Banks cannot die but can be fined

Press conference by Michel Barnier, Member of the EC, on the new framework for bank recovery and resolution. (EC Audiovisual Services)

Press conference by Michel Barnier, Member of the EC, on the new framework for bank recovery and resolution. (EC Audiovisual Services)

The oldest Swiss bank was forced to temporarily shut down its US subsidiary yesterday, after its lawyers accepted that it has being helping at least 100 American citizens to avoid taxation. The bank Vegelin, of St Gallen, established in 1741 is accused by the US tax authority, the famous IRS, that it has directed those citizens to hide incomes of at least $1.2 billion for ten years.

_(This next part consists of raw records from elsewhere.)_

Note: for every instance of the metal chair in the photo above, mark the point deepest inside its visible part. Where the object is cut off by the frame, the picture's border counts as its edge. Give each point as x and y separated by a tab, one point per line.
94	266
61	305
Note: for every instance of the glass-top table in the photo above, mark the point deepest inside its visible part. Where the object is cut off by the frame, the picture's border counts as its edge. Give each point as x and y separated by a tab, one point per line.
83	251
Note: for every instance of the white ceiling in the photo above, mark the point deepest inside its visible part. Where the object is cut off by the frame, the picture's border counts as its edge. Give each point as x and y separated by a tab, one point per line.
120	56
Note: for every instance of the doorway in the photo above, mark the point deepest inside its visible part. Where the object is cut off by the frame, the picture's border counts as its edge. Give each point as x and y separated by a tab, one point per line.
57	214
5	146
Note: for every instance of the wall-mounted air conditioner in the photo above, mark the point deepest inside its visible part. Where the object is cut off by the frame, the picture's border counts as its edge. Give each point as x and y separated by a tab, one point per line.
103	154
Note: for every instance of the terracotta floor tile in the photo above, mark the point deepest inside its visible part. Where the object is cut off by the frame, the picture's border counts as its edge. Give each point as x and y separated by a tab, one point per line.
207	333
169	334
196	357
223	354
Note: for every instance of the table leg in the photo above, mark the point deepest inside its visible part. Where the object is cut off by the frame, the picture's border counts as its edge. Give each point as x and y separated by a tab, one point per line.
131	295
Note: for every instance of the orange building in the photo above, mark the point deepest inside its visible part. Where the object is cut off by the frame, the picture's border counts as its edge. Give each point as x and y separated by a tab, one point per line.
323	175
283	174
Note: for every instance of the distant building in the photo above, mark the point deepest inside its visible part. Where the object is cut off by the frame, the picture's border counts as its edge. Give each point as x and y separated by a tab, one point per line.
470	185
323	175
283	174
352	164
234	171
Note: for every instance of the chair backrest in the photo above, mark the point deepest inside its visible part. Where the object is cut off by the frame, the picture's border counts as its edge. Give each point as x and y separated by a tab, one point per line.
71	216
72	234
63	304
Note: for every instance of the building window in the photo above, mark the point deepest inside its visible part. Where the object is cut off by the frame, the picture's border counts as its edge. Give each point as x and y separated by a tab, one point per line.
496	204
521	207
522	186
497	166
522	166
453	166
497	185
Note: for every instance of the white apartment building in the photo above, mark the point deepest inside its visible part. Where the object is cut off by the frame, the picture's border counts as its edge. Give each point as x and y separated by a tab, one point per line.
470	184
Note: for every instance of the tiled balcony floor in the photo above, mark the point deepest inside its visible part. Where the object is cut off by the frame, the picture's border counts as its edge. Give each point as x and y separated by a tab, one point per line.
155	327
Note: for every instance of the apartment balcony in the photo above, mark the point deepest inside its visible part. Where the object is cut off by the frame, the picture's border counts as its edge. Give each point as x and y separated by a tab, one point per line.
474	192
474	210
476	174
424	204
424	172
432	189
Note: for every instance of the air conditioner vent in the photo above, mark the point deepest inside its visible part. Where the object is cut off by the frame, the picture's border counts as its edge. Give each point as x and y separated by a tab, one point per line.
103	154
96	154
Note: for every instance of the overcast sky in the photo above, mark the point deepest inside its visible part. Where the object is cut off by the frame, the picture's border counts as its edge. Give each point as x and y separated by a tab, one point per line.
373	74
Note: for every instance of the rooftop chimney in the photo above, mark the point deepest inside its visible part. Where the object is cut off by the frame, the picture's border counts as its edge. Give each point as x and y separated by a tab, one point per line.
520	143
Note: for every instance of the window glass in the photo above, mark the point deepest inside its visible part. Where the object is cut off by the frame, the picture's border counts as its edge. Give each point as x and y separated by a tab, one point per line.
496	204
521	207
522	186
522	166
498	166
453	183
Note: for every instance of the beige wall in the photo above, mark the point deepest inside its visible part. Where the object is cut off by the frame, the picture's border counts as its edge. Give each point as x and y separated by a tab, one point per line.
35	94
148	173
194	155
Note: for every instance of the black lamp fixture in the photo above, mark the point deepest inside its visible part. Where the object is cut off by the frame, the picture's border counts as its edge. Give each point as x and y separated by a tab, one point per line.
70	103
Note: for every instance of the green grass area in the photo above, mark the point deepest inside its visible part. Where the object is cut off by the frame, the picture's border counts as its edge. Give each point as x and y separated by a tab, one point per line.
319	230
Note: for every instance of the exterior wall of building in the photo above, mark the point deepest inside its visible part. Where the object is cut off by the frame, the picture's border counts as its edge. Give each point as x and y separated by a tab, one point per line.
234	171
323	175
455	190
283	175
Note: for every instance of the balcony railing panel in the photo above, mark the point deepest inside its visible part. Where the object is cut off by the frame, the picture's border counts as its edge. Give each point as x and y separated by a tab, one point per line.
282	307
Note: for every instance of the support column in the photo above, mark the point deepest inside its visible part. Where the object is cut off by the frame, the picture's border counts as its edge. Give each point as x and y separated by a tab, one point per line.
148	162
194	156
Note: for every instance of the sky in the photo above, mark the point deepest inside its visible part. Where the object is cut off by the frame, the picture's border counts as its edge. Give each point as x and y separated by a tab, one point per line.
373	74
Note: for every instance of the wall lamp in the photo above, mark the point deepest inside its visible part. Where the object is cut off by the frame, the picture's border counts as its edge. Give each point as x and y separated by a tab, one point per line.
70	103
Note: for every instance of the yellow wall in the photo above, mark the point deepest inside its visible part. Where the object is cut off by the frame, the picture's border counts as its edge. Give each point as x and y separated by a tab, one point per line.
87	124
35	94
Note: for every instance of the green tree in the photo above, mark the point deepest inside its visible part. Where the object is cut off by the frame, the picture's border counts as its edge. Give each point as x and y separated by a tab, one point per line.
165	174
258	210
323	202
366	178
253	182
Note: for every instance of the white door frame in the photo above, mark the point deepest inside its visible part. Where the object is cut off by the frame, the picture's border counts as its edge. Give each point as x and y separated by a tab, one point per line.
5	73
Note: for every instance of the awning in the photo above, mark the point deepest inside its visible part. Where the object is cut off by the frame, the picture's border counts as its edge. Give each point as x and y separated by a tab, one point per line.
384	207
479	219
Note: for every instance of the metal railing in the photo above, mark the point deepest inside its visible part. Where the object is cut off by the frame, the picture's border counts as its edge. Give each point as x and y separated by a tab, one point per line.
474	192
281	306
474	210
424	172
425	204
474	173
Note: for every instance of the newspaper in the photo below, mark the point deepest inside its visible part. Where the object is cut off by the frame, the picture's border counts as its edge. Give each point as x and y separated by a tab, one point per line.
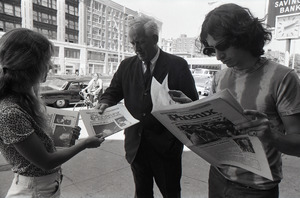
207	128
62	123
114	119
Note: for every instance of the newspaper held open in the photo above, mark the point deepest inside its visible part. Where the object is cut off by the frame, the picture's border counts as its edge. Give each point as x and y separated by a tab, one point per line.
207	128
114	119
62	123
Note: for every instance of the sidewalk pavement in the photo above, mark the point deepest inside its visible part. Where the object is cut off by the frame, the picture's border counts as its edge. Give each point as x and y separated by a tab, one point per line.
104	173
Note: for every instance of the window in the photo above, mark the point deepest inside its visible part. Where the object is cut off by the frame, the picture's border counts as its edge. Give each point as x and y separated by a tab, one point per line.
8	9
71	10
9	26
35	14
45	3
56	51
1	8
44	18
1	25
17	11
72	53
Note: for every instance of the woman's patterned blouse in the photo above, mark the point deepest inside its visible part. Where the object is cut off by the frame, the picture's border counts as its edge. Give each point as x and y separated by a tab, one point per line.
15	126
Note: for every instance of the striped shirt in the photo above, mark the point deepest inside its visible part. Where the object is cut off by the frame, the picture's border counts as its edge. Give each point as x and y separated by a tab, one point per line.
270	88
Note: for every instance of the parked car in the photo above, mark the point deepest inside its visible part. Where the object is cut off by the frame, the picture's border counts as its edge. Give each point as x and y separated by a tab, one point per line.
62	92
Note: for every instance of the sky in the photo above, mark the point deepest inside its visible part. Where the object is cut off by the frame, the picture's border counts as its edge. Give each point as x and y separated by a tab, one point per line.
186	16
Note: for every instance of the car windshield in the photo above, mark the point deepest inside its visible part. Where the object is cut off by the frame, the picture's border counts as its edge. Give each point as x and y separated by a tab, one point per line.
57	84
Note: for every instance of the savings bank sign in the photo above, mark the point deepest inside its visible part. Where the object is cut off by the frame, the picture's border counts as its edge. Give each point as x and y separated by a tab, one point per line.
281	7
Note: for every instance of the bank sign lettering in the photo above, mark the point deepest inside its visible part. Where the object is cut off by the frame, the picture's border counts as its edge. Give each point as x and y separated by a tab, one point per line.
281	7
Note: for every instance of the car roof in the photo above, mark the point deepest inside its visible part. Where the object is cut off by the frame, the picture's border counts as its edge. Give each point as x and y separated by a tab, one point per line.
72	79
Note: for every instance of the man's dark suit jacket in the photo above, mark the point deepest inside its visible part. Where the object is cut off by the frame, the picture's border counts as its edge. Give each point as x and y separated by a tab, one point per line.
128	84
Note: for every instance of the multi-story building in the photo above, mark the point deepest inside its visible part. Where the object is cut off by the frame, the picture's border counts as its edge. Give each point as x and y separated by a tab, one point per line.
88	35
186	47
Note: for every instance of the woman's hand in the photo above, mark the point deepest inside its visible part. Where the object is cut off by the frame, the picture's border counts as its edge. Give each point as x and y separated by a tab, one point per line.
179	96
93	141
75	135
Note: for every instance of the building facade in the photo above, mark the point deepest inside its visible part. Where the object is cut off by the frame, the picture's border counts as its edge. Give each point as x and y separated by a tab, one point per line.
89	35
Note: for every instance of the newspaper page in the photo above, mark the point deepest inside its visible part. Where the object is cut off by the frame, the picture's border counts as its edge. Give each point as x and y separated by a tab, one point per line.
114	119
207	128
62	123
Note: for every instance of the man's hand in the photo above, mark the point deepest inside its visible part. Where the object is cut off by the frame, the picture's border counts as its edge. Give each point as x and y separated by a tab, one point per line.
258	125
179	96
101	107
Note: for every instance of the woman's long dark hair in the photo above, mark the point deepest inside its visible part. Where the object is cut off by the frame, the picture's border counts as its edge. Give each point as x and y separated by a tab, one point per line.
24	62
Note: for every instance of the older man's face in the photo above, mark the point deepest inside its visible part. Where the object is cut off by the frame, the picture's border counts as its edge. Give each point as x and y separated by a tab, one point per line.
144	46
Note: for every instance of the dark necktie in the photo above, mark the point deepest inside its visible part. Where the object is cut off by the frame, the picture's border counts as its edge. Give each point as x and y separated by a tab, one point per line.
147	74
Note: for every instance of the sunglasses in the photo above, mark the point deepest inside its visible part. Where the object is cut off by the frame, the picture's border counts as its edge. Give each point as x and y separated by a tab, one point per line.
221	46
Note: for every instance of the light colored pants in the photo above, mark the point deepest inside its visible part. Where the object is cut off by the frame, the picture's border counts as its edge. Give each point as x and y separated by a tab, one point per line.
47	186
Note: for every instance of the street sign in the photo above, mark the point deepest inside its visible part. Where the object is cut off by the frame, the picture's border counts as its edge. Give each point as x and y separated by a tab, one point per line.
281	7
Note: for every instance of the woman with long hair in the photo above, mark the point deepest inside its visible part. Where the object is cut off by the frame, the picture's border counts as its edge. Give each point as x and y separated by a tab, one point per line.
25	57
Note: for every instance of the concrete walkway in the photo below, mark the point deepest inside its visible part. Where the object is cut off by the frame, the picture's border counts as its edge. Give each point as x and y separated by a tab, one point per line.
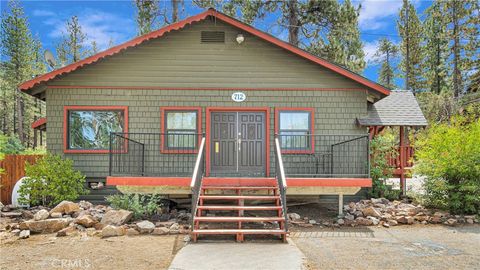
231	256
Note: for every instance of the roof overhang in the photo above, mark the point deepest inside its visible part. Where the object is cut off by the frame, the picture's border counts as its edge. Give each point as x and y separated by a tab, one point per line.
31	85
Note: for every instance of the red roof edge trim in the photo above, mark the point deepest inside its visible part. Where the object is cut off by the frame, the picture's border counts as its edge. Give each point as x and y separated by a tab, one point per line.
114	50
39	122
181	24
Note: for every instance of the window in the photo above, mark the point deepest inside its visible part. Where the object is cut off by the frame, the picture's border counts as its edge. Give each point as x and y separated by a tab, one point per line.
88	128
295	127
181	129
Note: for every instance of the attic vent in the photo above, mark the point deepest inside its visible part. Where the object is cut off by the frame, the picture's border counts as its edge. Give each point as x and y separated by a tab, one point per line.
213	37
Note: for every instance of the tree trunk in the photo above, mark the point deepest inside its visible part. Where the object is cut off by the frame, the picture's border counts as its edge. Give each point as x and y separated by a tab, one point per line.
293	22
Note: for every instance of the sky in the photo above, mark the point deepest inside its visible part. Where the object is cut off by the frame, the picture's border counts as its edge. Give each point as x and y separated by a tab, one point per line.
103	21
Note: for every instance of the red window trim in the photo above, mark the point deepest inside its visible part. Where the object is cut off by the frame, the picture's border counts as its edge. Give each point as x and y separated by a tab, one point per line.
163	131
91	108
312	127
209	110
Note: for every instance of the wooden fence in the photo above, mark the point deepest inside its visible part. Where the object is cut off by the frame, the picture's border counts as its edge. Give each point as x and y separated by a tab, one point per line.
14	169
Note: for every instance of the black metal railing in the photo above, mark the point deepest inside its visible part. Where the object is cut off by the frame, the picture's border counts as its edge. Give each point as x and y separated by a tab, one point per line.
281	180
153	154
196	183
325	156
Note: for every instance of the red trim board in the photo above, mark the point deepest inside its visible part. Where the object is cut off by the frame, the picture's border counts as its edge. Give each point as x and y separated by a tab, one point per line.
202	16
238	109
92	108
312	128
163	130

The bank accepted the accusation and agreed to pay a fine of $58 million. This is the first Swiss bank forced to shut down its US branch.Over the past few years the American economic authorities have being very active in monitoring and exposing tax evasion and other illegal activities practiced by foreign banks. Only last month British bank HSBC accepted to pay a huge fine of $1.9 billion and cut down its American business in a settlement with the American Justice Department. By the same token UBS the giant Swiss bank recently accepted to pay fines to US, British and Swiss authorities of up to $1.4 billion on Libor setting fraudulent activities.

It is interesting to notice that over the past three years and more precisely after the big credit crunch destroyed Lehman Brothers, sending the world to an unseen before financial crisis, economic authorities all over the developed world discovered that a number of big banking groups are “systemic” and cannot die. As a result they had to be refinanced with taxpayers’ money and zero cost loans from central banks.

At the same time however economic authorities in the US and Europe discovered also that all those banks were implicated to a series of fraudulent and lucrative activities, from tax evasion to organised criminal schemes aiming to set prices in various markets according to their interests. However those major banking firms cannot be shut down, because they have managed to hold hostage the very function of modern economies.

Given that, authorities have now embarked on a series of investigations and penal procedures against those bank activities and try to contain them. The aim is to force lenders to return to their basic functions, which are to accept and safeguard deposits and give loans. This is not an easy task given that banking firms are now spending a lot of money on public relations to influence the authorities and their political bosses.